Soft toys... donate them to a school raffle/women's refuge/ask social services if they know of needy mums who'd appreciate a few teddies for their little ones?

ImSoNotTelling · 09/01/2010 12:02

I don't dress my baby up she is in comfy handmedowns too...

Can you ask your OH to have a word with his mum and maybe get her to have a bit of paper in her purse saying "AGE 2-3" so she doesn't go wonky. Don't know the relationships but my mum wouldn't be upset if I suggested that.

Other than that what otehrs have said, exchange, sell, give away etc etc

cornflakegirl · 09/01/2010 13:52

I think dressing babies up in posh babygros is lovely. I'm sticking with comfy babygros for DS2 who is 4 months, so I like having pretty ones rather than worn out ones from DS1.(Although all the ones I saved from DS1 turned yellow in the meantime, so your handmedowns are probably nicer!) So if the new babygros are comfy and practical as well as gorgeous, I say use them!

angel1976 · 09/01/2010 21:00

Oh, DH would rather endure bad presents for years to come than to say anything to his mum! I feel bad for them spending so much money and probably only a quarter or half of the gifts are needed or used...

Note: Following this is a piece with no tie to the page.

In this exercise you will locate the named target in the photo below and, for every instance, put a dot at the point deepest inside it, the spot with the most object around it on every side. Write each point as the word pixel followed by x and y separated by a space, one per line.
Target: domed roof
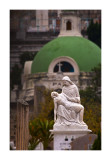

I think I am going to break out one pack of those lovely babygros for DS2. DS2 is now in a really cute babygro that my dear friend from Oz sent me for DS1. The hand-me-downs from DS1 are usually lovely and DS1 barely got much wear out of them at this age as well. But I guess I better break the habit of a lifetime so DS2 gets a chance to wear his own clothes for a change!